Plaza Pública (PzP) es un medio en internet de periodismo de profundidad, análisis, investigaciones y debates, radicado en la capital de Guatemala. Fue fundado el 22 de febrero de 2011 por la Universidad Rafael Landívar y reivindica los derechos humanos, la democracia, la justicia social y la búsqueda de la verdad. Se enfoca en las causas y efectos de la desigualdad, la inequidad y las dinámicas que atentan contra la dignidad de las personas. Es un medio sin ánimo de lucro, nos financiamos principalmente con presupuesto de la universidad, y somos apoyados por organizaciones (como Open Society Foundation e Hivos) Apostamos por la innovación, por el periodismo narrativo, y creemos en el papel de la comunidad de lectores como garantes de la independencia y la calidad del medio.

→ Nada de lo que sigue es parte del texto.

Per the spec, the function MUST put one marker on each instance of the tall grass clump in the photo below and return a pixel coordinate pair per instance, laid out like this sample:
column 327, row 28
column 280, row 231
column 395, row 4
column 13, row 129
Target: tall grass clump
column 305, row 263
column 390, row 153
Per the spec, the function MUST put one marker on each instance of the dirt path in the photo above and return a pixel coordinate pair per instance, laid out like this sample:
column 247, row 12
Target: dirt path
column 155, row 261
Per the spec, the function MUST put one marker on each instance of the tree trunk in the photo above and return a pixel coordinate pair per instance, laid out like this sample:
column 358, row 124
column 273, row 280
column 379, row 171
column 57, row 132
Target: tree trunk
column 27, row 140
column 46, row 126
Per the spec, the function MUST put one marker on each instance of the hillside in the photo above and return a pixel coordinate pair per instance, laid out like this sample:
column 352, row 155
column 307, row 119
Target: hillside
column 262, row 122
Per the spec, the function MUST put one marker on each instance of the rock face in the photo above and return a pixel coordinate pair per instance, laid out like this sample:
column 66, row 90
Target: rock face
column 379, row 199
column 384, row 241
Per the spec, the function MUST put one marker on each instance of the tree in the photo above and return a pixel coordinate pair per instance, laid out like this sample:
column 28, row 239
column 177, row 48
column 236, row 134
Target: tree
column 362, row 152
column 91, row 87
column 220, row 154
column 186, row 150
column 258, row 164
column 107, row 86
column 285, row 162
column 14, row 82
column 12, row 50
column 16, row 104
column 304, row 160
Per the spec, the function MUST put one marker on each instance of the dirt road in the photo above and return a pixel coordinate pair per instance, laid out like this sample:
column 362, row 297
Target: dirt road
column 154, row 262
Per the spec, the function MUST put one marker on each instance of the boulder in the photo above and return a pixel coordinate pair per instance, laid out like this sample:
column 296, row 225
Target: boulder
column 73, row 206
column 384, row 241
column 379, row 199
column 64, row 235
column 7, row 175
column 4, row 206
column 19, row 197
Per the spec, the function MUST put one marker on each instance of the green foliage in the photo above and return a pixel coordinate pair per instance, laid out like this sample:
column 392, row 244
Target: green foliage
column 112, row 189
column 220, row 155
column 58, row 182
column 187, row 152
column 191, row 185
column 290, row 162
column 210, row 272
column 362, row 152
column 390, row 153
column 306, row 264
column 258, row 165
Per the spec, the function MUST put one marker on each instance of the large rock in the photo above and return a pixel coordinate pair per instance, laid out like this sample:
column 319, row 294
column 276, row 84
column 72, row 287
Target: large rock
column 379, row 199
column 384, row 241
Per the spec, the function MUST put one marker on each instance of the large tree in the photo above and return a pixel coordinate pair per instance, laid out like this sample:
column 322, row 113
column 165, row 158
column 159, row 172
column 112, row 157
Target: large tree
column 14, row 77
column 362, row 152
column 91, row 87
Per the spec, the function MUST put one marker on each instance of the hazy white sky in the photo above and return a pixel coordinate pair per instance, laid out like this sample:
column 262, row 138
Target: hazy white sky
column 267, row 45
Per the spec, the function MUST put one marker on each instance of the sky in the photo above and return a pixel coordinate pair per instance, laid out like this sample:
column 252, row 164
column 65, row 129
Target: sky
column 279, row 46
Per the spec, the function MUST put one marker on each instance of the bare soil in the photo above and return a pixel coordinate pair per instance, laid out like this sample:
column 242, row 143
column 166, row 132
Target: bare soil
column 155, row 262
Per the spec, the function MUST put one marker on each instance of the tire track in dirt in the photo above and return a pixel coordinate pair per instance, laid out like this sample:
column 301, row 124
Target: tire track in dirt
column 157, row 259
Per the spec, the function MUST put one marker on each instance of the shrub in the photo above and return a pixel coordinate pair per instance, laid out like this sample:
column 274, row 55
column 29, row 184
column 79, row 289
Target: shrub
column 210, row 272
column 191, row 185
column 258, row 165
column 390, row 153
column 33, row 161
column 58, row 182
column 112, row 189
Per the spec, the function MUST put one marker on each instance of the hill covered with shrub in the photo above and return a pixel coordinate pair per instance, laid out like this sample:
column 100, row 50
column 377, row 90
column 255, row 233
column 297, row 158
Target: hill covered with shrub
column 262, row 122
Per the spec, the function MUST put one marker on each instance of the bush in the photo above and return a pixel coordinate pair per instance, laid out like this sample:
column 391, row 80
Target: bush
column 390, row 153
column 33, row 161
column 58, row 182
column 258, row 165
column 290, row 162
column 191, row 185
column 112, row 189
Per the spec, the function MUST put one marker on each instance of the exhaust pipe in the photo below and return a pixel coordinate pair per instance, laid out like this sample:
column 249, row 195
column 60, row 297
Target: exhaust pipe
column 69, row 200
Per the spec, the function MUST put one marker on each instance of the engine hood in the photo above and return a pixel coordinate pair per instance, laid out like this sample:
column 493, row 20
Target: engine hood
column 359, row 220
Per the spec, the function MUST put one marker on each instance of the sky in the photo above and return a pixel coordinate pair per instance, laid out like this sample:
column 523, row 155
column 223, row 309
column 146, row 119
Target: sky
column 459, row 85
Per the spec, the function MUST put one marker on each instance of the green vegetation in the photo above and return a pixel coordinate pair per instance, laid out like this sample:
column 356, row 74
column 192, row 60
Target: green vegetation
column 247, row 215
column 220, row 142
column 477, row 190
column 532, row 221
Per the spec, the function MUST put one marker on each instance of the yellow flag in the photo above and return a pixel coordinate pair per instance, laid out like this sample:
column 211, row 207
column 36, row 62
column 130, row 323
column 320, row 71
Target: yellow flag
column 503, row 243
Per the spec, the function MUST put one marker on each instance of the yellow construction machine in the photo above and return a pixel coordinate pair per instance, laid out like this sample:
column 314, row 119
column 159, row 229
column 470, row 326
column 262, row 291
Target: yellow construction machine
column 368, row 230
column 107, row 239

¿Por qué Plaza Pública comete la locura de hacer el salto mortal al papel?

La misma naturaleza digital nos hace continuar en la busca de nuevas formas para llegar a los lectores, y hacer que los temas que interesan al medio y que consideramos esenciales para el debate nacional, lleguen a más ciudadanos y que desaparezcan de las agendas de los líderes de opinión y permanezcan en el debate público. Buscamos todos los medios y plataformas para trasladar nuestro periodismo. En ese sentido, no somos ortodoxos del Internet, y creemos que el papel tiene un aún enorme potencial, especialmente para los temas de profundidad, textos con la narrativa que es ya un sello de PzP, y con imágenes que van retratando el país, estén presentes, físicamente, como objeto cercano a los lectores, para la lectura pausada. Además, claro, adoramos los libros y el papel, somos unos nostálgicos, y qué gozo el olor del libro nuevo, el fetiche, y qué delicia leer en papel.

¿Cómo me suscribo?

Hay cuatro formas para suscribirte:

1) Depósito monetario:

  • Paso 1.

    Revisa en la hoja de suscripción las modalidades de pago, para conocer cuál es la que te conviene y saber cuánto debes depositar. (Para toda Guatemala:
  • Paso 2.

    Realiza la transferencia o depósito en:

    Banco Industrial.

    Asociación de Amigos de Plaza Pública

    Cta #185003731-6

  • Paso 3.

    Llena la hoja de suscripción y ¡voilá! Recibirás el número inmediato a tu suscripción (si quieres que tu suscripción sea en retroactivo, recibiendo números pasados, acláralo en los comentarios de la hoja. No habrá ningún problema si todavía quedan ejemplares).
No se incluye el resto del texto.